Has any book ever had a more intriguing title? In fact, the full title is Meret Oppenheim: Works in Dialogue from Max Ernst to Mona Hatoum. When I received this book to review, I admit, I knew little about the German-born Swiss painter and sculptor Meret Oppenheim, despite having been a fan of the surrealists since my teens. Reading this book I discovered that she was something of a phenomenon in her lifetime, managing to stand out amidst the extrovert eccentricity of the male-dominated Surrealist art scene.
This glorious book acts as a retrospective of the artist’s work, in the context of the time in which she created it, with insights into her influences and inspirations. Through the book’s editors art historian Guido Comis and museum director Maria Guiseppina Di Monte, we encounter Meret’s peers, friends and acquaintances, with accounts packed with absorbing titbits from her intriguing life. While her affiliations evidently impacted enormously on her creativity, she clearly helped to mould much of their output just as powerfully.
Handschuhe (Paar) by Meret Oppenheim, 1985
My favourite chapter in the book is written by Bice Cunger, which opens with a splendid sentence from Meret: “Men are a species as bizarre as women and, like then, caricatures of what they could be.” it’s a perfect example of the wry observation and light-hearted wisdom that infuses Meret’s work, reflecting her outlook and candour.

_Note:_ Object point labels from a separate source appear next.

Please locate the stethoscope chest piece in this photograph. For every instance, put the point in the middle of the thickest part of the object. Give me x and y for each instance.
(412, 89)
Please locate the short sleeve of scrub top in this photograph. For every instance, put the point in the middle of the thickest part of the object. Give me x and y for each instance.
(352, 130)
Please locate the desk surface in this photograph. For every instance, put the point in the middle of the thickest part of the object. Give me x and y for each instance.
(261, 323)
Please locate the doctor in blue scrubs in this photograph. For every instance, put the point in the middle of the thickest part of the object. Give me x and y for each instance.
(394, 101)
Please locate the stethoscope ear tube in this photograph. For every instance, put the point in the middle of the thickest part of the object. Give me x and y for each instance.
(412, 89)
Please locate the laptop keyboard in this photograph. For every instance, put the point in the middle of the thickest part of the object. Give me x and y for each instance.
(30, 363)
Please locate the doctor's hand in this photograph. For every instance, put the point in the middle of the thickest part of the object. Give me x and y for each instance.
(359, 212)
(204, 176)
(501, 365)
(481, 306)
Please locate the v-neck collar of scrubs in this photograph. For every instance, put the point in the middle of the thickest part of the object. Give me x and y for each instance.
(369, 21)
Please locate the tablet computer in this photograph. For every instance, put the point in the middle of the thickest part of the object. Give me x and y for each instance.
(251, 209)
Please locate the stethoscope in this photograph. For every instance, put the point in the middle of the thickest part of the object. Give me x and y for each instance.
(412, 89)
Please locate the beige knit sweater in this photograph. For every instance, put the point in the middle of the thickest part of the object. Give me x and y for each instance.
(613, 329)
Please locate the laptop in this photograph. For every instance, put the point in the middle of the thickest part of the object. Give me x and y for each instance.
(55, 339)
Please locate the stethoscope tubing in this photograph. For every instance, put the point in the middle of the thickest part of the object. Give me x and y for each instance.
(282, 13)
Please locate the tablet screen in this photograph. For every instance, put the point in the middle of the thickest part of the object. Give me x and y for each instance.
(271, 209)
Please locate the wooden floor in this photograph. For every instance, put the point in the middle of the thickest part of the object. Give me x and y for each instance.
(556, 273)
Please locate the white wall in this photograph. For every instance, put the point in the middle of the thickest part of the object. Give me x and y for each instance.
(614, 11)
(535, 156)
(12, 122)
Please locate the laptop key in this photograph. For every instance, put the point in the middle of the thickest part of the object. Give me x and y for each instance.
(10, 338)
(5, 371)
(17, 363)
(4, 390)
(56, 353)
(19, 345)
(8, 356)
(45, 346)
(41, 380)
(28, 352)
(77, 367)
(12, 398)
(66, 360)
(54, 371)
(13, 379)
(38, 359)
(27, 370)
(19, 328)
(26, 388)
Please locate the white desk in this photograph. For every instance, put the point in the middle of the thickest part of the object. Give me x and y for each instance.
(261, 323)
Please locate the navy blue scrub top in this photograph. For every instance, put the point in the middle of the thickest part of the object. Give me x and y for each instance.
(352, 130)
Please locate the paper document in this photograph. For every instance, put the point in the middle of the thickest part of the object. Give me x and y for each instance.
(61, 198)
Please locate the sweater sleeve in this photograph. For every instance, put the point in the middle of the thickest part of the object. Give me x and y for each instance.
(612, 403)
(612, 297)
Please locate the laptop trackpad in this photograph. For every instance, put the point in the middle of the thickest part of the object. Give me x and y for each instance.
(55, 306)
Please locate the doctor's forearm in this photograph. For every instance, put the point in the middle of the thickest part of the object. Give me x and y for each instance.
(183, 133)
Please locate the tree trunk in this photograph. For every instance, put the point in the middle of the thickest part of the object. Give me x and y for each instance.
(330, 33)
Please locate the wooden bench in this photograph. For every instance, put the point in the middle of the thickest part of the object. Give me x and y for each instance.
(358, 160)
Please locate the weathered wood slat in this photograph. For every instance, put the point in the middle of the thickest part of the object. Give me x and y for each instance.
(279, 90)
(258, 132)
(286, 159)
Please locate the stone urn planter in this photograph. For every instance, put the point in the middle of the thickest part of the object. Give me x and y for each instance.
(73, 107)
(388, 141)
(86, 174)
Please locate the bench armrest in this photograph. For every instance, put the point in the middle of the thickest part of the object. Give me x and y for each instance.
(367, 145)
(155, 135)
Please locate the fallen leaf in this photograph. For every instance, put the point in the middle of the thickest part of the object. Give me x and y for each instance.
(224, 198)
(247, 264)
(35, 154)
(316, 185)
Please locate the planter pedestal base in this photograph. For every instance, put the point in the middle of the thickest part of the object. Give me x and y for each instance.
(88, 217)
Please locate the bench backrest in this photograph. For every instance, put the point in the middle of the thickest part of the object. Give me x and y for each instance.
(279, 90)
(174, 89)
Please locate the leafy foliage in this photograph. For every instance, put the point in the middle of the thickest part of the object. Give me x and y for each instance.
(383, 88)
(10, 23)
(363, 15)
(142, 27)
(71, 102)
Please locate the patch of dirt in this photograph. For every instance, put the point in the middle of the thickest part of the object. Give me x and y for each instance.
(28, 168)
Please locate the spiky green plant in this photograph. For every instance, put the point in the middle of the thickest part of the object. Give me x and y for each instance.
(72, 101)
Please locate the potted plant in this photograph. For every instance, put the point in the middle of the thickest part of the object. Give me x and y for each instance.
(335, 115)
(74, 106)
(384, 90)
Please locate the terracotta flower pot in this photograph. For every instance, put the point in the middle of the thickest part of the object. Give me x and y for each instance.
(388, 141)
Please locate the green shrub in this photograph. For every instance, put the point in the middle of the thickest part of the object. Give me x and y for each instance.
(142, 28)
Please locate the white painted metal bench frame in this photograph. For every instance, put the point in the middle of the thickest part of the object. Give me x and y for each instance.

While many of her paintings resemble scenes from the darker examples of fairytales, she never looses her focus on the absurdities of real life.
Vogel mit Parasit by Meret Oppenheim, 1939
It’s an extraordinary read, especially accompanied by lustrous photography of Meret’s unsettling yet appealing creations. There’s a stunning finesse to her sculptures, so that they’re at once elegant and discomfiting – a duality I find irresistible.
Das Paar by Meret Oppenheim, 1956, from a private collection
Published to accompany an exhibition at the Museo d’rate della Swizzeria Italiana, the tome humbly describes itself as a catalogue. In fact, it is a beautifully put together coffee table book worthy of treating as a work of art in its own right, yet packaged in such a way that you can draw it into your arms to shape and stimulate your own creative meanderings, just as Meret’s mind and spirit shaped and stimulated generations of artists, thinkers and innovators. Quite frankly, a fabulous last-minute Christmas present or New Year’s gift to yourself.
Meret Oppenheim: Works in Dialogue from Max Ernst to Mona Hatoum is published by Skira.